Attention: This article describes an approach to solve Project Euler problem 345, if you want to solve it by yourself, do not read on.
Recreational Operational Research
The Max-Flow and the closely related Min-Cost Flow problems are very interesting and provide a lot of possible application areas. Many problems can be modeled as an instance and solved efficiently. In fact, Max-Flow is P-complete, i.e, any problem in P can be reduced to it in polynomial time.
Problem Description
The Project Euler problem 345 looks for a choice of elements from a matrix in such a way that for each row and column exactly one element is chosen, and that the sum of the elements is maximized. A simple example:
| 1 | 4 |
| 1 | 10 |
Here, only two choices are possible, either {1, 10} or {1, 4}. It is obvious,
that chosing {1, 10} maximizes the result with the optimal value of 11.
Like many Project Euler exercises, the straight-forward approach is to try all
combinations. While this is feasible for small examples, the larger (but still
at most medium-sized), real problem uses a 15x15 matrix, resulting in
15! (1307674368000) possibilities, way too much for trial and error.

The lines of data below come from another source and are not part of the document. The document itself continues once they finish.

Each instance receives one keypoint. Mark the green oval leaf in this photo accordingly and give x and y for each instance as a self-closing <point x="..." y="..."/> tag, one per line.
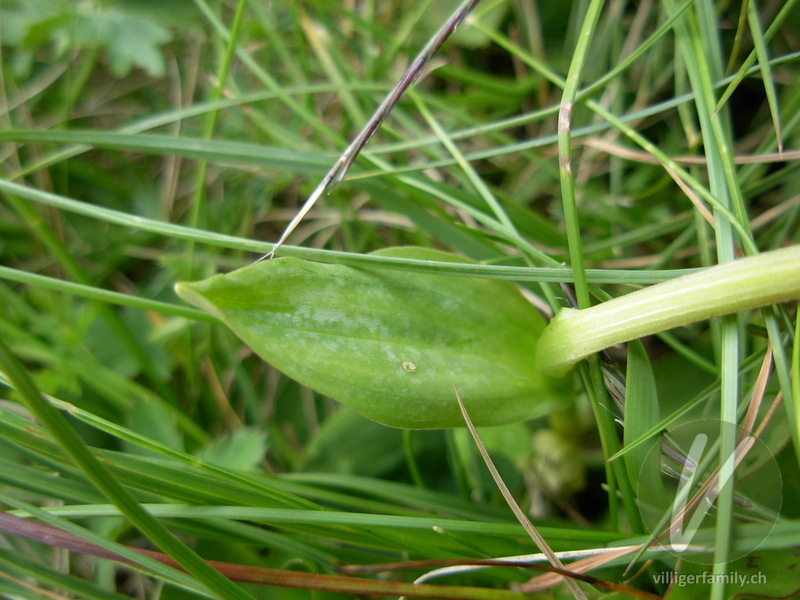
<point x="388" y="343"/>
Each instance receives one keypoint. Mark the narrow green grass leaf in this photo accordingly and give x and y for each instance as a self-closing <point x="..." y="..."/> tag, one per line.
<point x="75" y="447"/>
<point x="641" y="413"/>
<point x="766" y="72"/>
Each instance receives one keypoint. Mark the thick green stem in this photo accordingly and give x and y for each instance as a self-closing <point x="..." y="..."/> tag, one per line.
<point x="738" y="285"/>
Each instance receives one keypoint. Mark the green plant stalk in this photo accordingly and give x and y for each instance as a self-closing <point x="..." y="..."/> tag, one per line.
<point x="731" y="287"/>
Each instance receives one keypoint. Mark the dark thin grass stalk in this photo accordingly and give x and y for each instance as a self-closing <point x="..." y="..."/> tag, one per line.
<point x="333" y="177"/>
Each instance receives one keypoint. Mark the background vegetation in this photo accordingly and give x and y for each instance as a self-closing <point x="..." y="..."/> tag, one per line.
<point x="148" y="142"/>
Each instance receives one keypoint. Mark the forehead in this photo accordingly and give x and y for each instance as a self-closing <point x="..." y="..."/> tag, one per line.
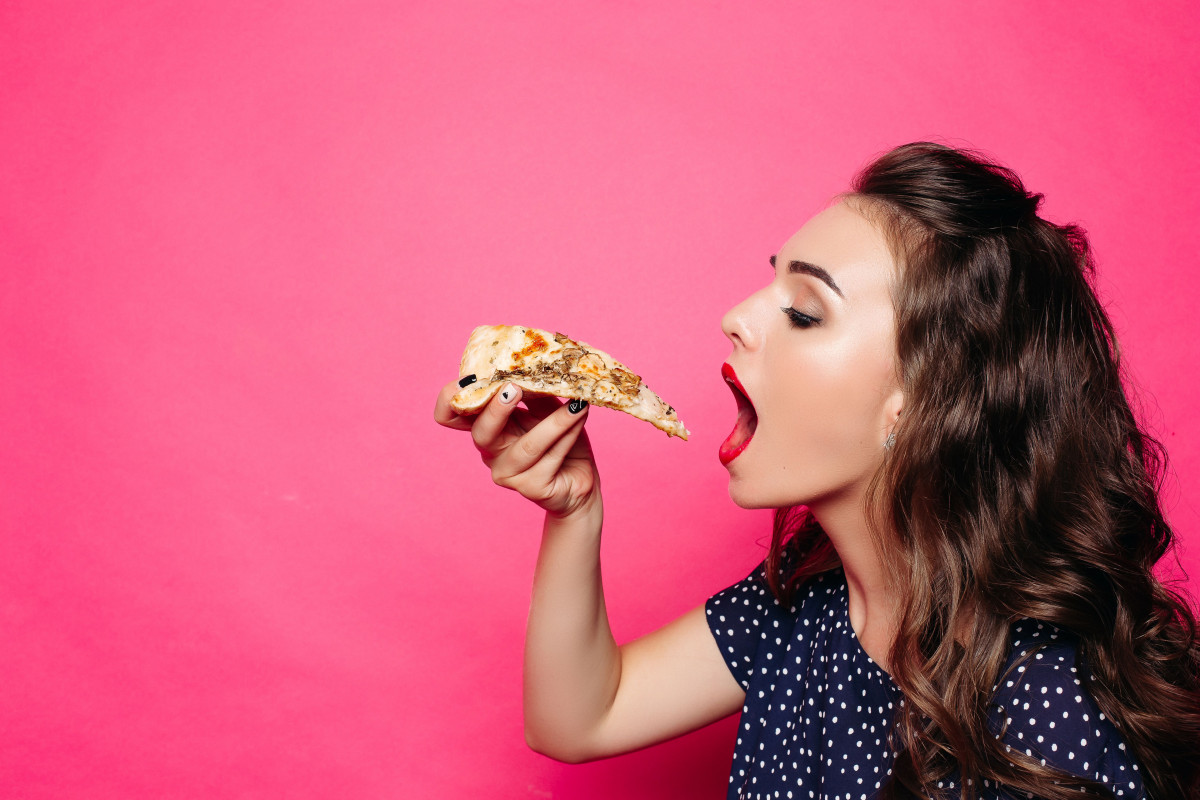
<point x="849" y="246"/>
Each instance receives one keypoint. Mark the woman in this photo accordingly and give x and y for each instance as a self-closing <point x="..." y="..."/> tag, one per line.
<point x="958" y="600"/>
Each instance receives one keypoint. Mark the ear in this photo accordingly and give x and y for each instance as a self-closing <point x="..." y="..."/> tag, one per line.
<point x="892" y="409"/>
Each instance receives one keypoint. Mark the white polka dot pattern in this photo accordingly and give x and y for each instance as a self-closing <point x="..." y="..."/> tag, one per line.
<point x="819" y="709"/>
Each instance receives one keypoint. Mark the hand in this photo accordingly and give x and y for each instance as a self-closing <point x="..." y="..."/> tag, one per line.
<point x="540" y="451"/>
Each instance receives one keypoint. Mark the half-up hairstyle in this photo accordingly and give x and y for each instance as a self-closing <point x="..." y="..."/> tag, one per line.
<point x="1020" y="486"/>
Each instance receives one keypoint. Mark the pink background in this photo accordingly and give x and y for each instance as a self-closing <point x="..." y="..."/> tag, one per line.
<point x="244" y="244"/>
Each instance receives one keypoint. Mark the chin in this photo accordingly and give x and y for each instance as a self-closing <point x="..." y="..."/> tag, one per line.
<point x="744" y="497"/>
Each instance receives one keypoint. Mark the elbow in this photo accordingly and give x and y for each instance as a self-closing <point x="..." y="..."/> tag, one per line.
<point x="556" y="747"/>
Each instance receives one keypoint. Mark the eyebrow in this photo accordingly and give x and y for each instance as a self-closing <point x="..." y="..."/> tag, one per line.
<point x="804" y="268"/>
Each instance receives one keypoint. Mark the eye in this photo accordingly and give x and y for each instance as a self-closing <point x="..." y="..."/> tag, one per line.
<point x="799" y="319"/>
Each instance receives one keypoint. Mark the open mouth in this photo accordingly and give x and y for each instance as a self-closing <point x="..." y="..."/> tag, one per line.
<point x="743" y="429"/>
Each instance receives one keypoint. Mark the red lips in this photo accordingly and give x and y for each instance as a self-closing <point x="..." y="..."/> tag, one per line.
<point x="748" y="420"/>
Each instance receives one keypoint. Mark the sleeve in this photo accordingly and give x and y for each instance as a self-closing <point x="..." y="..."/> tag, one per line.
<point x="739" y="618"/>
<point x="1044" y="710"/>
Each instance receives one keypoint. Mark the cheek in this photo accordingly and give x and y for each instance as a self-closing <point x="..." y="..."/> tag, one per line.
<point x="831" y="397"/>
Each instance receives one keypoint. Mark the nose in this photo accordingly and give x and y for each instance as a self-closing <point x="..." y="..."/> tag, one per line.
<point x="738" y="324"/>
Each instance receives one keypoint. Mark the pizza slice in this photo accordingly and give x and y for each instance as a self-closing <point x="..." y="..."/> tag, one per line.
<point x="551" y="364"/>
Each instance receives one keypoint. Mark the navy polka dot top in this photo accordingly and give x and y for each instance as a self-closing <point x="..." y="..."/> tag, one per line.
<point x="819" y="709"/>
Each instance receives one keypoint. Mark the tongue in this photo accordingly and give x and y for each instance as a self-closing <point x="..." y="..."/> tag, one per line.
<point x="743" y="431"/>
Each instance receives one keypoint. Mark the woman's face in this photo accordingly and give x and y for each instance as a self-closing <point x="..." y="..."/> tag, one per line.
<point x="814" y="350"/>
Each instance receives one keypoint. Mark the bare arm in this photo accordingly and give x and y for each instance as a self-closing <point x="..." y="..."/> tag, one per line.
<point x="586" y="698"/>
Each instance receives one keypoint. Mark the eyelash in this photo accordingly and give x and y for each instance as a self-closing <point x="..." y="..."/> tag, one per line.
<point x="799" y="319"/>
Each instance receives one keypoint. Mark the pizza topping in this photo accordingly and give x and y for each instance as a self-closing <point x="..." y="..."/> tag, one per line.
<point x="552" y="364"/>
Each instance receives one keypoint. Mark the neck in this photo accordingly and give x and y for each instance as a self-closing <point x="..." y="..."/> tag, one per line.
<point x="874" y="600"/>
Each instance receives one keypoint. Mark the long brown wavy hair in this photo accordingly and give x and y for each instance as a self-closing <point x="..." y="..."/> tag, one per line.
<point x="1020" y="485"/>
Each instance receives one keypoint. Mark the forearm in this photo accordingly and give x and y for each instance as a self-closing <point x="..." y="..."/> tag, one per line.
<point x="573" y="665"/>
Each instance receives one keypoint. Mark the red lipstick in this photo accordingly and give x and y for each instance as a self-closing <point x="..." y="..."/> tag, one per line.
<point x="748" y="420"/>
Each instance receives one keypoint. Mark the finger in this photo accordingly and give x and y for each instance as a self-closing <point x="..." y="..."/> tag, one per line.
<point x="533" y="446"/>
<point x="489" y="427"/>
<point x="445" y="415"/>
<point x="543" y="404"/>
<point x="549" y="464"/>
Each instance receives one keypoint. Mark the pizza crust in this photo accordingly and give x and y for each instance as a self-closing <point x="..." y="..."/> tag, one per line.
<point x="543" y="362"/>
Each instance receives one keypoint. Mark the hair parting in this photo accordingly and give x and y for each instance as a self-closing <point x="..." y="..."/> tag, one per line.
<point x="1020" y="486"/>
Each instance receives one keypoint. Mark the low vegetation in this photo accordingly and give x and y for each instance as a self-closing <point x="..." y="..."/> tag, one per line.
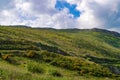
<point x="49" y="54"/>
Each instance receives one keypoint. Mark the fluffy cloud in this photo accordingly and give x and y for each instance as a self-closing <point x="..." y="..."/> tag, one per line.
<point x="42" y="13"/>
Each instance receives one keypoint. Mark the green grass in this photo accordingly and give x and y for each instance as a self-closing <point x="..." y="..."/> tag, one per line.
<point x="49" y="54"/>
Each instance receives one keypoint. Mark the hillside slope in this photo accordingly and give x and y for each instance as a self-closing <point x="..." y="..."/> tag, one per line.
<point x="91" y="52"/>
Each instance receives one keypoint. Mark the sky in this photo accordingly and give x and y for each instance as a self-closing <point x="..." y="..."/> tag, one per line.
<point x="61" y="14"/>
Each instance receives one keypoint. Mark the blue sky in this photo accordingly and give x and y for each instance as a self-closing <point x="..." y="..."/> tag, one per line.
<point x="82" y="14"/>
<point x="60" y="5"/>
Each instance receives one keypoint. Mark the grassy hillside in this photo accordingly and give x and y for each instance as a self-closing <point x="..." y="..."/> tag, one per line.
<point x="66" y="54"/>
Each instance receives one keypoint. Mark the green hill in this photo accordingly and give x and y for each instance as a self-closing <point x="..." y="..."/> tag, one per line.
<point x="65" y="54"/>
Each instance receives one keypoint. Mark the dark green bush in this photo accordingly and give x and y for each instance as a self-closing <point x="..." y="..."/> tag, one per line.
<point x="30" y="53"/>
<point x="55" y="73"/>
<point x="35" y="68"/>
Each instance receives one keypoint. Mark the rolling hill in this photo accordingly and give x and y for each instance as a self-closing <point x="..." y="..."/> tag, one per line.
<point x="58" y="54"/>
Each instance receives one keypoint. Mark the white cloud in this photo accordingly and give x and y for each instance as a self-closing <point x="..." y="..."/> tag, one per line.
<point x="42" y="13"/>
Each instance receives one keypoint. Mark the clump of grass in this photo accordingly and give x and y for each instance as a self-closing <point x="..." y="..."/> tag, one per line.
<point x="35" y="68"/>
<point x="54" y="72"/>
<point x="30" y="53"/>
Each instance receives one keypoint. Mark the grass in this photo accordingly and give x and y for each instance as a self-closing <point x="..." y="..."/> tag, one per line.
<point x="49" y="54"/>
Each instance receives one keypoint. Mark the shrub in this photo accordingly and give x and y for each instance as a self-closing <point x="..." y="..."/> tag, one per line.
<point x="35" y="68"/>
<point x="6" y="56"/>
<point x="55" y="73"/>
<point x="30" y="54"/>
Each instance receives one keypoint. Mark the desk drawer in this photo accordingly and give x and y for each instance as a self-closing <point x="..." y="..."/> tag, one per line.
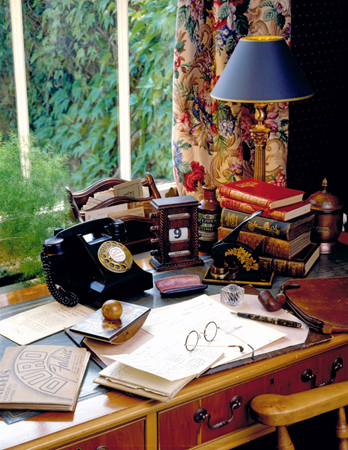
<point x="178" y="429"/>
<point x="131" y="436"/>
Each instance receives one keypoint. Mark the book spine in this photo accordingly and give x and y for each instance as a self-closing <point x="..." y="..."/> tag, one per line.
<point x="264" y="245"/>
<point x="283" y="267"/>
<point x="259" y="225"/>
<point x="249" y="208"/>
<point x="228" y="192"/>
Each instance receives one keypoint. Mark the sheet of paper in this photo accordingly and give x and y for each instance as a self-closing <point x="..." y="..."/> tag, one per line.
<point x="169" y="359"/>
<point x="294" y="336"/>
<point x="132" y="189"/>
<point x="104" y="349"/>
<point x="37" y="323"/>
<point x="138" y="212"/>
<point x="180" y="319"/>
<point x="104" y="212"/>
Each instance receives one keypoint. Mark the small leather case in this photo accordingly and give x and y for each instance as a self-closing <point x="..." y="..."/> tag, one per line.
<point x="179" y="284"/>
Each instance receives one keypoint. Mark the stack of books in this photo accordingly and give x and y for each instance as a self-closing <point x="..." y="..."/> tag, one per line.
<point x="281" y="234"/>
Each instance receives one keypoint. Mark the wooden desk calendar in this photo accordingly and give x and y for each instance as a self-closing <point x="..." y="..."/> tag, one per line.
<point x="176" y="233"/>
<point x="116" y="421"/>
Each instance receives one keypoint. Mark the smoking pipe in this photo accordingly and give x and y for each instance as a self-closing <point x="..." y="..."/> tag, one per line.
<point x="275" y="304"/>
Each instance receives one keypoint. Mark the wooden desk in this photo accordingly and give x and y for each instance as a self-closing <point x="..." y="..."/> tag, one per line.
<point x="117" y="421"/>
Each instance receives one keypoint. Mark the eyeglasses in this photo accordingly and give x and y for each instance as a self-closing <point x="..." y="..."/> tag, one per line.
<point x="209" y="334"/>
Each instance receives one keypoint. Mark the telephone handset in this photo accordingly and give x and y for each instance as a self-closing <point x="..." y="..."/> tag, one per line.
<point x="88" y="263"/>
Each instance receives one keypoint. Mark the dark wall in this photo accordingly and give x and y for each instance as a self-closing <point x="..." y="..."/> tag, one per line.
<point x="318" y="127"/>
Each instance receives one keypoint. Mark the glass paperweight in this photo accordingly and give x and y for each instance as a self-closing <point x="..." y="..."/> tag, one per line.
<point x="232" y="295"/>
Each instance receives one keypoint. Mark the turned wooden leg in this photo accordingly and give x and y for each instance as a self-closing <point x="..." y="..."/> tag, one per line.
<point x="284" y="440"/>
<point x="342" y="429"/>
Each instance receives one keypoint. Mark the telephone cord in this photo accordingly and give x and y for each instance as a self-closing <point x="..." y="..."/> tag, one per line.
<point x="66" y="298"/>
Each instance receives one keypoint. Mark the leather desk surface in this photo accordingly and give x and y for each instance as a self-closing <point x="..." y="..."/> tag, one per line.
<point x="56" y="430"/>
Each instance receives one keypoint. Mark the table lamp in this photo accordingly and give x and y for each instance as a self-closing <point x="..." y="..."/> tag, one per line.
<point x="262" y="70"/>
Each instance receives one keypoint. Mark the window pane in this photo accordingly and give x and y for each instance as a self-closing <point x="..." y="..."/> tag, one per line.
<point x="8" y="117"/>
<point x="71" y="53"/>
<point x="72" y="83"/>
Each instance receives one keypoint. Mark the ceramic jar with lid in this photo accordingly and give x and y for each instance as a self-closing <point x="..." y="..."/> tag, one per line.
<point x="328" y="221"/>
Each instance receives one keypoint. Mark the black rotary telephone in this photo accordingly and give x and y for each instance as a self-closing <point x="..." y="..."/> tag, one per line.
<point x="88" y="263"/>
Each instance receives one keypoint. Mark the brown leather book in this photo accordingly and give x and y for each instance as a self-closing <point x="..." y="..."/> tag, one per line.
<point x="269" y="246"/>
<point x="320" y="302"/>
<point x="299" y="266"/>
<point x="268" y="227"/>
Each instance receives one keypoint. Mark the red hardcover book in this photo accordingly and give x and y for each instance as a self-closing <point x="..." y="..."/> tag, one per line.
<point x="283" y="214"/>
<point x="257" y="192"/>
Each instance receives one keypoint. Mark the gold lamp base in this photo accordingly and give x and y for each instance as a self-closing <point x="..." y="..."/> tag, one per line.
<point x="259" y="134"/>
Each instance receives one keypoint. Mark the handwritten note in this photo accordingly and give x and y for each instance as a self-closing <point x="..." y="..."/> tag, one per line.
<point x="181" y="318"/>
<point x="169" y="359"/>
<point x="37" y="323"/>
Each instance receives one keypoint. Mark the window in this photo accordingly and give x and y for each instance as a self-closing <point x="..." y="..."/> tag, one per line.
<point x="77" y="83"/>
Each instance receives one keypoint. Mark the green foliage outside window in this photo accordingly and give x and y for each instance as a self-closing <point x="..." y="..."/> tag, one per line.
<point x="71" y="48"/>
<point x="30" y="207"/>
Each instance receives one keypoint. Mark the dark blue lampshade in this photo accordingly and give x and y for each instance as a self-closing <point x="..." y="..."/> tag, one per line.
<point x="262" y="69"/>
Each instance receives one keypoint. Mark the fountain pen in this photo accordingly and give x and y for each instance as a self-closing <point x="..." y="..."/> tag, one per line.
<point x="273" y="320"/>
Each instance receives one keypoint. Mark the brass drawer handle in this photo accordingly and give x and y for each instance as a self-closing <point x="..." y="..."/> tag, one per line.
<point x="201" y="414"/>
<point x="308" y="375"/>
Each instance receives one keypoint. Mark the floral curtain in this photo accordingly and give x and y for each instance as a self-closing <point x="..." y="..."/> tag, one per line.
<point x="211" y="139"/>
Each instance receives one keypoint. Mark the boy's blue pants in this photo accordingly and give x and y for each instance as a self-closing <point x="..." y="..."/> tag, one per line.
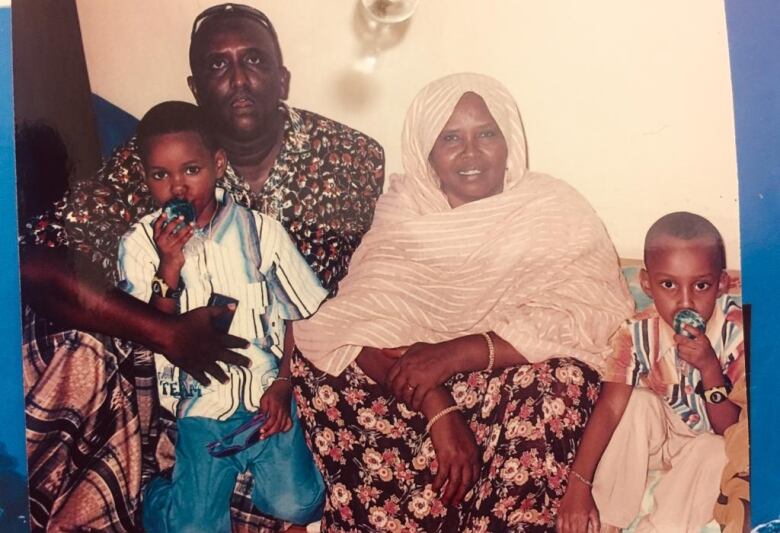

Solving the Problem using Network Flow
One efficent, and in my opinion, very elegant approach to solve the problem is to express it as a Min Cost Flow instance. This can be done as follows:
- to ensure that only one element per row is selected, each entry of the matrix
is transformed into two nodes, a left and a right one, connected via an arc
with capacity
1 - each left node is also connected via an arc with capacity
1with the left node of the next column - the selection of an element is modeled as flow form a left node to a right node
- an element is not selected if there is a flow from its corresponding left node to the next left one
- all nodes of the first column are connected to the source with arcs with
capacity
1, to ensure only1flow unit per row - to ensure the selection of exactly one element per column, each right node of
a column is connected via an arc of capacity
1to an additional column node - each column node is connected to the sink via an arc with capacity
1
The resulting network has a size (nodes and edges) linear in the number of matrix entries of the original problems. For the example this looks as follows:
Here, x_l_ij represents the left node of the matrix entry (i, j), x_r_ij the
right node, col_k the column node for column k, s the source, t the sink and the
labels represent flow/capacity of the arc.
When we compute a maximal flow for this network, one possibility for a flow of
value 2 looks as follows:
This solution corresponds to selecting the matrix elements (0, 1) and (1, 0),
i.e., the non-optimal solution. In order to get the desired solution, we add the
cost to the edges, they consist now of flow/capacity/cost. As the algorithm
minimizes the cost, but we want to maximize our objective function, we use the
negative costs; minimization of a scalar function is equivalent to maximization
of its negation.
The minimal cost flow for the network looks like this:
This is a flow of value 2 with cost -11, as we send one flow unit over the arc
from x_l_00 to x_r_00 with cost -1 and one flow unit from x_l_11 to x_r_11 with
cost -10; this being exactly the solution we are looking for.
The same technique can be used to solve the problem instance given in the Project Euler Description. While it is tempting to implement own algorithms for Max-Flow and Min-Cost Flow, it is much simpler to use s.th. existing, e.g., the Google OR-tools which provide bindings for Python. With a few lines of Python and one call to the solver, the solution is calculated basically instantly.
Alternatives
There are of course alternative solutions for this problem. One such approach is the Hungarian Method which also is polynomial. The problem can be modeled in different ways as Integer Linear Program, very generally as a Constraint Satisfaction Problem with an objective function or even using a Dynamic Programming approach.